Even beyond the realm of Brooklyn art rock, Black Dice is one the strangest musical acts to ever reach its level of achieved. The culprit is its all-pervading love of noise, which, as heard throughout its catalogue, exceeds its love of ear-pleasing melody.

And while nearly nothing on Mr. Impossible, the group’s new record on Ribbon Music, comes remotely close to ear-pleasing, it is a definitive step away from the obtusely inscrutable formula that has made so many prior Black Dice albums difficult to digest.

If any song perfectly captures this newfound idea, it’s the first single, “Pigs.” Riding a bare bass drum beat and a simplistic, fuzzy bass line, “Pigs” is the nasty, slimy, drug-addled cousin to Dan Deacon’s “The Crystal Cat,” with its electro-punk sensibilities and its distorted vocals.

“Spy Vs. Spy,” compared to the sheer nastiness of “Pigs,” is an often beautiful track of languid synth blurbs and wailing guitar that could pass for an outtake on any of the last few records by friends, tourmates and occasional collaborators Animal Collective.

However, because this is a Black Dice record, inscrutability is inevitable. And album closer “Brunswick Sludge (Meets Front Range Tripper)” is a doozy. Nearly six minutes long with little direction or patterning, the song is a poorly conceived mess of fundamental weirdness that just sounds plain awful.

As a consummate work, Mr. Impossible displays progress for Black Dice to create what it may call an “accessible” album, as most tracks have well-conceived passages of wonderfully brainy experimental rock. But nothing here ever comes close to the seamless balance of odd and approachable that made Animal Collective’s 2009 record Merriweather Post Pavilion a crossover hit.  

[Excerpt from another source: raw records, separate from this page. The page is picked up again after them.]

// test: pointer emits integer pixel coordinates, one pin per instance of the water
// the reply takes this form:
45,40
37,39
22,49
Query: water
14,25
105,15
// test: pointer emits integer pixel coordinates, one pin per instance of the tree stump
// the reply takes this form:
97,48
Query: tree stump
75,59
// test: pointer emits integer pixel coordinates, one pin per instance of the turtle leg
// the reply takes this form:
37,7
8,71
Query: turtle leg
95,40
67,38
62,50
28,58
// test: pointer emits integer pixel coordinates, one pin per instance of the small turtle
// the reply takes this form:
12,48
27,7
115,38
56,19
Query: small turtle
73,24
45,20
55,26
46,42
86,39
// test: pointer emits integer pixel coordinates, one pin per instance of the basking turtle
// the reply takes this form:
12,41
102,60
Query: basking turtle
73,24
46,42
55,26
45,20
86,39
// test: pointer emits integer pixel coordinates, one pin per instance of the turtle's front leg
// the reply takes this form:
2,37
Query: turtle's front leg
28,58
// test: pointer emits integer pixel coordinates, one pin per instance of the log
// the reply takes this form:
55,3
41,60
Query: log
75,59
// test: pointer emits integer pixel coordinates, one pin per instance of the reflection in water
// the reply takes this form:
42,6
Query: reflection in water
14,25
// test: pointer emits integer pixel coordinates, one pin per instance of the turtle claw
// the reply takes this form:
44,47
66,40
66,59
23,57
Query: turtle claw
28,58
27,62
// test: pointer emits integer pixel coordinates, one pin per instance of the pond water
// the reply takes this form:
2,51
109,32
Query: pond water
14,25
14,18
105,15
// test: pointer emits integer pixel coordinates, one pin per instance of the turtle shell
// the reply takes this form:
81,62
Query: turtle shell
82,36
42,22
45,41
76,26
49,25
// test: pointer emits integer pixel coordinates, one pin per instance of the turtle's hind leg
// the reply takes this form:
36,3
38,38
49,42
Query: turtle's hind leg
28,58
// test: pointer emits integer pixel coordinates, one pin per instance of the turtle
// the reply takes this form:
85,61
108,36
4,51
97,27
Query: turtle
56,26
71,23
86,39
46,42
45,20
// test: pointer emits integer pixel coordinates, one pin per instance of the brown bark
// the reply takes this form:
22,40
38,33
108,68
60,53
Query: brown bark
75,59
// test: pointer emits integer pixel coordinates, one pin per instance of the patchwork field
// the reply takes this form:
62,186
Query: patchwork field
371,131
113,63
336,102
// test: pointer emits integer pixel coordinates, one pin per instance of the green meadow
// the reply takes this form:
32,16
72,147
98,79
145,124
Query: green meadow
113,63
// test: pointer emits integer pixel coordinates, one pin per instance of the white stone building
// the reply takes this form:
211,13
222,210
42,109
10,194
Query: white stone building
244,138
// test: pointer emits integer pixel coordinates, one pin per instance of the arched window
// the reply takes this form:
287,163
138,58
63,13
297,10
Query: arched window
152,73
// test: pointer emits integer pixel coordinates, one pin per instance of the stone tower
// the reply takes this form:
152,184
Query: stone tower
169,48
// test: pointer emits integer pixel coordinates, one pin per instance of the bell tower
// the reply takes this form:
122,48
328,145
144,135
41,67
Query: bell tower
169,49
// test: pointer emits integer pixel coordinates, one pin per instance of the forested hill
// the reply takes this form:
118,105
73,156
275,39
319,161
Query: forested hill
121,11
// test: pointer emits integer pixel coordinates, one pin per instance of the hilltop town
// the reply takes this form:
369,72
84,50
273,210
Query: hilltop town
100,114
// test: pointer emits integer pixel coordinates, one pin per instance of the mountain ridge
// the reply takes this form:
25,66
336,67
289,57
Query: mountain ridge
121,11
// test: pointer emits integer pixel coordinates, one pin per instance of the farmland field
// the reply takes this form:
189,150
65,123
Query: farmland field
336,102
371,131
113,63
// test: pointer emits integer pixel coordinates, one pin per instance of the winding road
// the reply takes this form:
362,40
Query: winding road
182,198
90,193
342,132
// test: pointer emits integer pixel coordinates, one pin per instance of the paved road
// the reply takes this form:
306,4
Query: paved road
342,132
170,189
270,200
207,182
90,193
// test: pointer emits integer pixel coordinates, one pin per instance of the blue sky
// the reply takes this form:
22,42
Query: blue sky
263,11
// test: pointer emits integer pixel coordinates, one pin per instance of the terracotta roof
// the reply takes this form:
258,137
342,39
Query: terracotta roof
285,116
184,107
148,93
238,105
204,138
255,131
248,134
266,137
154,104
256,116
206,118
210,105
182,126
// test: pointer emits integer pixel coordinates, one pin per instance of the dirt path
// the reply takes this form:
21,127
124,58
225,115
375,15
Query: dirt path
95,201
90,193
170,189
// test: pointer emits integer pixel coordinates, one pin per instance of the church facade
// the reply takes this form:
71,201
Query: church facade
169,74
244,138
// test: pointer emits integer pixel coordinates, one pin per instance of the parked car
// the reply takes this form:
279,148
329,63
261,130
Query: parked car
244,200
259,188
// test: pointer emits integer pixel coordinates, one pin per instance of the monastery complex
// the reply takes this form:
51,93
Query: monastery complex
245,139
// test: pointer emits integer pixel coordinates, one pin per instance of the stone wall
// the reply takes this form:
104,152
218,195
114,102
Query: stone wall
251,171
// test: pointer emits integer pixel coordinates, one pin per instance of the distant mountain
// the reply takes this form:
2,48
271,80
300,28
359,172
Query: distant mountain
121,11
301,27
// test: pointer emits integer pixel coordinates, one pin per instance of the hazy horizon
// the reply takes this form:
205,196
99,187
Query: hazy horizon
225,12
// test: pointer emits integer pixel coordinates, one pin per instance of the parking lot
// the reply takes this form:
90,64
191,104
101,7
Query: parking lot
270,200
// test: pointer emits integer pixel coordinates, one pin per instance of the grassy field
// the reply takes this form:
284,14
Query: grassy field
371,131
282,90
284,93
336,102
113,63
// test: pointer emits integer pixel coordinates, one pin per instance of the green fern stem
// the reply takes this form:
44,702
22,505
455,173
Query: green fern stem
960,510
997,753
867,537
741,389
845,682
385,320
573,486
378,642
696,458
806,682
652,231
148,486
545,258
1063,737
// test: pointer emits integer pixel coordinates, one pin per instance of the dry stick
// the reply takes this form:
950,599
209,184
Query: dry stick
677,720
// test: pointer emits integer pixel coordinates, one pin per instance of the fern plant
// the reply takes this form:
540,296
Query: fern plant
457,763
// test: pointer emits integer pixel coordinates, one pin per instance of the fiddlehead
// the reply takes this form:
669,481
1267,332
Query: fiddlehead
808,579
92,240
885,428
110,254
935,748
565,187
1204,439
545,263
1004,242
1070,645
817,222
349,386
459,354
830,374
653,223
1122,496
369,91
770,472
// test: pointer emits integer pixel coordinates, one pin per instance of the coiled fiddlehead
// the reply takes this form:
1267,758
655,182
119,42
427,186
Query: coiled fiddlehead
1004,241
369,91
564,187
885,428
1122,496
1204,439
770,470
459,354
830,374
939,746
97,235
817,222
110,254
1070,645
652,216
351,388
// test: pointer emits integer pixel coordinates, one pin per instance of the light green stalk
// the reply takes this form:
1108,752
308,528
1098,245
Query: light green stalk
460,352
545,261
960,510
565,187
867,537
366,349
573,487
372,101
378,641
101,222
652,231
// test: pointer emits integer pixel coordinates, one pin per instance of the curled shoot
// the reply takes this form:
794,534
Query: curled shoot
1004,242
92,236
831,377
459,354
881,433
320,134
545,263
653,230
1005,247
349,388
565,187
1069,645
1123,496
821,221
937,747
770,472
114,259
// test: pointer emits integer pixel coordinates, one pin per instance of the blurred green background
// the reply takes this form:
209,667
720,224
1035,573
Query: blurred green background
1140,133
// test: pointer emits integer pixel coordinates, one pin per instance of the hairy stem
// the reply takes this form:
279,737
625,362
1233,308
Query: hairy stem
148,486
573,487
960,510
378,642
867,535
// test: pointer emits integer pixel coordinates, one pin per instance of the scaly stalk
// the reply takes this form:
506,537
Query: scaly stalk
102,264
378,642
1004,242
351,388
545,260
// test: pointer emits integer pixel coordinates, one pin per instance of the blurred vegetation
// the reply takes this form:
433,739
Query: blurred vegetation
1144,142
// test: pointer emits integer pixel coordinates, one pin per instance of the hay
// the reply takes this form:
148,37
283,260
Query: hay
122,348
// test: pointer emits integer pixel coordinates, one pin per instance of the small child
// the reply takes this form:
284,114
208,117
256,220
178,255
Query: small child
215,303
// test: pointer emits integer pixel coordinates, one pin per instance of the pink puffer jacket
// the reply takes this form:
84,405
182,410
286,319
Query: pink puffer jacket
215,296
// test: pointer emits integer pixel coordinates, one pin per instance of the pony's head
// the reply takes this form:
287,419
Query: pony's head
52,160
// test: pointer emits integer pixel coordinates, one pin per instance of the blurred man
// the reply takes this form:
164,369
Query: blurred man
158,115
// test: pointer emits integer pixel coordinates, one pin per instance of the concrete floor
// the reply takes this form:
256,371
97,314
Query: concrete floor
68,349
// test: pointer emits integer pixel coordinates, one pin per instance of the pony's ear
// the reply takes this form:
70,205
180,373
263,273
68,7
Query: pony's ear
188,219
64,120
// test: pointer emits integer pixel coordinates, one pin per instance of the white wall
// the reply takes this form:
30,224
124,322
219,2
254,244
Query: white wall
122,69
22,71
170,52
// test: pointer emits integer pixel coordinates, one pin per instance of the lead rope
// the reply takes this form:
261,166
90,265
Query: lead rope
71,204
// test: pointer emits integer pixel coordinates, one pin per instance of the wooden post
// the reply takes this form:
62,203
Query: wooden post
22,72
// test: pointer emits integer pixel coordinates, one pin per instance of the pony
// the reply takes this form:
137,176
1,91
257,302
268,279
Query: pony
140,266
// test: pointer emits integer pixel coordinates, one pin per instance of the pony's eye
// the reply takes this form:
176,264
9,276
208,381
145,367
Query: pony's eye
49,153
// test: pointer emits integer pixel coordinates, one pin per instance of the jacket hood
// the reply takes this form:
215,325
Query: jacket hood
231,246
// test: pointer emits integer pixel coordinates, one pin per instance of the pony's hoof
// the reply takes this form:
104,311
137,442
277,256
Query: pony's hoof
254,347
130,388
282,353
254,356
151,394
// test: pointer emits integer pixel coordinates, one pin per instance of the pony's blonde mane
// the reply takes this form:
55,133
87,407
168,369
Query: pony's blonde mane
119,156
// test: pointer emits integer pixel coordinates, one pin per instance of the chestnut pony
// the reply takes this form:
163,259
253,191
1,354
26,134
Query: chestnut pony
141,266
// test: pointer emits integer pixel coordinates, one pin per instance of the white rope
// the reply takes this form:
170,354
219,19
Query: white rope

Yet through the slightly dialed-down noise, you can sense Black Dice members are patrons of art. And nothing, not even the dream of seeing their name in big letters at the top of a festival lineup, can cause them to completely mute their trademark strangeness.

VERDICT: Mr. Impossible is a half-step forward for Black Dice, which gives partial glimpses into the future of a more accessible sound.